Two solutions to the problem of "full x discount" in promotion: Dynamic programming and enumeration method

Problem Description: Given an unordered array of int num[n], which put the price of goods in N, the merchant stipulated full m-dollar has preferential, the goods do not repeat the purchase, then from the buyer's point of view how to buy to enjoy both the benefits and spend the least money.
Problem Analysis: Abstract into a mathematical problem is to take a number of elements from the array, so that their sum is greater than or equal to the minimum value of M. Below I have introduced the solution idea and the code from the enumeration method and the dynamic programming angle respectively.
1. Enumeration method
Perhaps, the first thing we think of is the enumeration method, n kinds of goods have a total of 2^n in the possible, calculate each possible and, then find the satisfying conditions. Paste the code first and then explain. The Java code is as follows:

    public static int toxdiscount (int[] num, int m) {
        int n = num.length;
        int sum = 0, ans = integer.max_value;
        for (int i=0; i<n; i++) {
            sum + = Num[i];
        }
        if (Sum < m) {
            return-1;
        }
        else if (sum = = m) {
            return m;
        }

        for (int s=1; s< (1<<n); s++) {//1<=s<1024
            int t = 0;
            for (int j=0; j<n; J + +) {
                if (((S>>J) &1)! = 0) {
                    t = t + num[j];
                }
            }
            if (t>=m && t<ans) {
                ans = t;
            }
        }
        return ans;
    }

The

s takes a value of 1-1024, which represents 2^10, for each s value taken to move the binary representation of S to the right and with 1 bitwise AND, take out the position of all 1 in the number of S binary representations, add up the commodity price of these locations to T, so that the sum of each possible commodity price is enumerated, Then from these and the smallest is the optimal solution.
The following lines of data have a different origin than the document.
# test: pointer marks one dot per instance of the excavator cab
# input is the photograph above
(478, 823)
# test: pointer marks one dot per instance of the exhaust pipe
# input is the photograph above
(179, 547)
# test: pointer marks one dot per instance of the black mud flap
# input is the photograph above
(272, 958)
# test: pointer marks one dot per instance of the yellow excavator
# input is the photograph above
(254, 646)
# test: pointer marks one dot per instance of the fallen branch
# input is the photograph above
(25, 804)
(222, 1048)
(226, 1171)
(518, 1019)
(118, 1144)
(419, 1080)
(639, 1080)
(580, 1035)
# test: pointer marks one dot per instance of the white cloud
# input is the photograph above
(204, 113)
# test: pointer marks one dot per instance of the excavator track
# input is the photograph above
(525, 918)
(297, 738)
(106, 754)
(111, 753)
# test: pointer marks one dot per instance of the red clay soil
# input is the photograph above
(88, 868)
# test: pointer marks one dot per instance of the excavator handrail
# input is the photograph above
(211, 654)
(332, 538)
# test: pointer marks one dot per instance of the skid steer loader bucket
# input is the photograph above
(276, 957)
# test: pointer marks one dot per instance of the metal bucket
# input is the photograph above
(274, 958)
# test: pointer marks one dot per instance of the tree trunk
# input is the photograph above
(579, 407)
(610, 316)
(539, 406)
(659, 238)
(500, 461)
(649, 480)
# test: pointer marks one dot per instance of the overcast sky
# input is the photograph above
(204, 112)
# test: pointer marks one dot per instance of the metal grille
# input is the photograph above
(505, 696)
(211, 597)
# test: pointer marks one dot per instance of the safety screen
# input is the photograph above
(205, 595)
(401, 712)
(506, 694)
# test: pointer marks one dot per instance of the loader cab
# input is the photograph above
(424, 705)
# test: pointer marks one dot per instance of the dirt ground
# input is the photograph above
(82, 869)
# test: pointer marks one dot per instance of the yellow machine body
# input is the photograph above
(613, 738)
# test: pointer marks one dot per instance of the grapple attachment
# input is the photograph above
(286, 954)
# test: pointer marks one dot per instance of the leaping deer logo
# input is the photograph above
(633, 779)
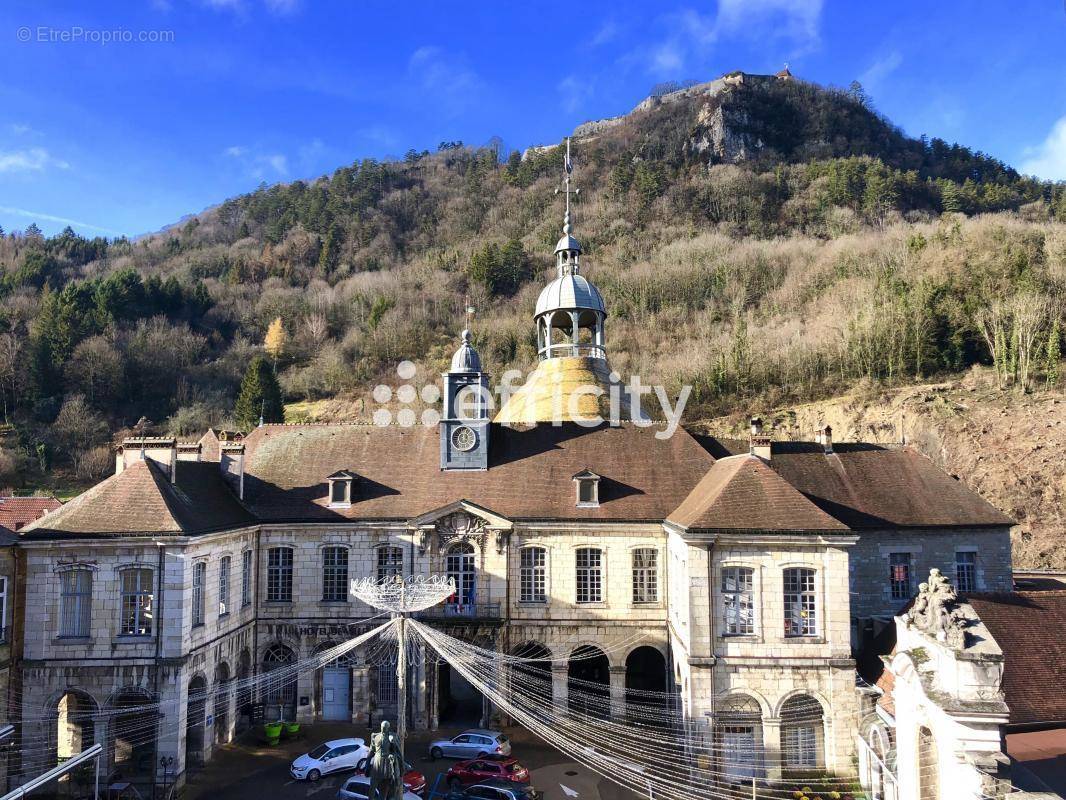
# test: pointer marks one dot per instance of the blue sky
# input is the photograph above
(127, 137)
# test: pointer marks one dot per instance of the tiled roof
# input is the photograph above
(16, 512)
(141, 499)
(1030, 628)
(530, 477)
(874, 486)
(743, 493)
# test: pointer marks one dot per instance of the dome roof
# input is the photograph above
(466, 358)
(569, 292)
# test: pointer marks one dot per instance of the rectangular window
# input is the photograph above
(389, 562)
(279, 575)
(966, 572)
(3, 609)
(199, 584)
(224, 586)
(335, 574)
(533, 575)
(76, 602)
(246, 578)
(590, 561)
(136, 598)
(738, 601)
(801, 609)
(899, 575)
(645, 575)
(801, 747)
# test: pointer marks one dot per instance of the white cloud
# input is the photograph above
(53, 218)
(1048, 159)
(881, 69)
(258, 164)
(31, 159)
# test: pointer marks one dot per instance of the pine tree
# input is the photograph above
(275, 340)
(260, 396)
(1053, 355)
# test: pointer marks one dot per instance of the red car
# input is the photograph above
(477, 770)
(413, 780)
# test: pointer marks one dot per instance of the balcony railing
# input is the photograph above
(463, 611)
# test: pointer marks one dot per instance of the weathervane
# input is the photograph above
(568, 170)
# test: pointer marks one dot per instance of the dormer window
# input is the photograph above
(587, 486)
(340, 489)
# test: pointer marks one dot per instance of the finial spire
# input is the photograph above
(568, 169)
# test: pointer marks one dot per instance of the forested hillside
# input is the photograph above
(769, 242)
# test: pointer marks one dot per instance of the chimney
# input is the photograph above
(231, 464)
(163, 450)
(824, 437)
(759, 441)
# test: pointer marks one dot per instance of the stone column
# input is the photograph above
(560, 685)
(772, 747)
(618, 693)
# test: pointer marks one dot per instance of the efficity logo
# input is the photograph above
(624, 402)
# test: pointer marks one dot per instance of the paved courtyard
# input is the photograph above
(249, 770)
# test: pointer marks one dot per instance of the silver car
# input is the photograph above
(474, 744)
(357, 787)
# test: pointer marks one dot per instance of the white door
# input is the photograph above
(336, 693)
(739, 746)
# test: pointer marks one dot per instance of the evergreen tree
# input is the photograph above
(260, 396)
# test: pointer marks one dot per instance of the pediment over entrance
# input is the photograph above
(461, 521)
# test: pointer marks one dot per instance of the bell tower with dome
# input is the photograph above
(464, 425)
(572, 381)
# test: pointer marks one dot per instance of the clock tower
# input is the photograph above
(465, 422)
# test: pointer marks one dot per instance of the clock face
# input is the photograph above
(464, 438)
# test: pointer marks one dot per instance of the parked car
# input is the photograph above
(413, 780)
(332, 756)
(475, 744)
(496, 789)
(357, 787)
(478, 770)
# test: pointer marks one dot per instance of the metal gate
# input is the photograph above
(336, 693)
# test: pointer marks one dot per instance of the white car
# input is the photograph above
(333, 756)
(357, 787)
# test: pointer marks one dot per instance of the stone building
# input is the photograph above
(736, 576)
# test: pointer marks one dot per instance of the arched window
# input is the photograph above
(335, 574)
(76, 603)
(533, 575)
(136, 601)
(802, 733)
(461, 565)
(279, 575)
(389, 562)
(740, 737)
(279, 688)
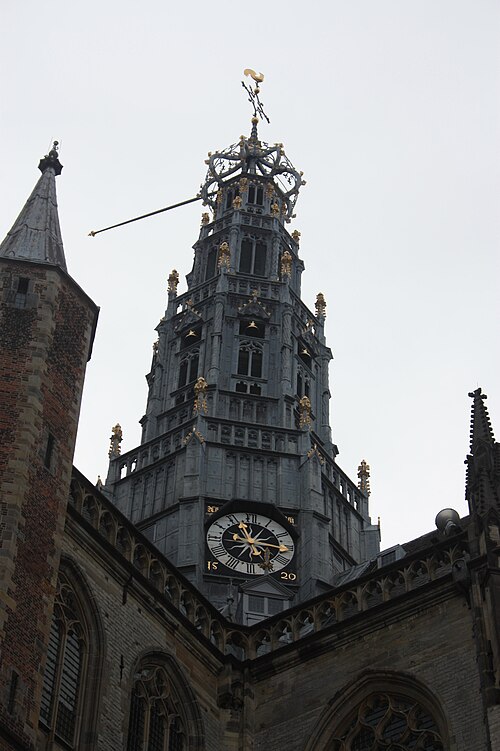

This method draws on the solution of the Hiho programming exercise 4.
2, dynamic programming
This is a problem similar to the 0-1 knapsack, set either of the two-dimensional array dp[n+1][sum+1] to take a number of dp[j][k]-from num[j],num[j+1],..., num[n-1]. They do not exceed the maximum value of K. The Java code is as follows:

Import java.math.*;
public static int Dpxdisc (int[] num, int m) {
    int n = num.length; 
    int sum = 0;
    for (int i = 0; i < n; i++) {
        sum + = Num[i];
    }
    if (Sum < m) {
        return-1;
    } else if (sum = = m) {
        return m;
    }

    Int[][] DP = new int[n+1][sum+1];//initial value defaults to 0 for
    (int i=m; i<=sum; i++) {for
        (int j=n-1; j>=0; j--) {
            for (int k=0; k<=i; k++) {
                if (Num[j] > k) {
                    dp[j][k] = dp[j+1][k];
                }
                else{
                    Dp[j][k] = Math.max (Dp[j+1][k],dp[j+1][k-num[j]]+num[j]);
        }}} if (dp[0][i] = = i) {
            return i;
        }
    }
    return sum;
}

As I gradually increment from m to sum, there must be a i0 that makes: Dp[0][i0]==i0, that is, from num[0],num[1],..., num[n-1] Any number of elements, which equals I0, and the first such i0 must be greater than or equal to the minimum value of M. At this point, the program stops and returns I0.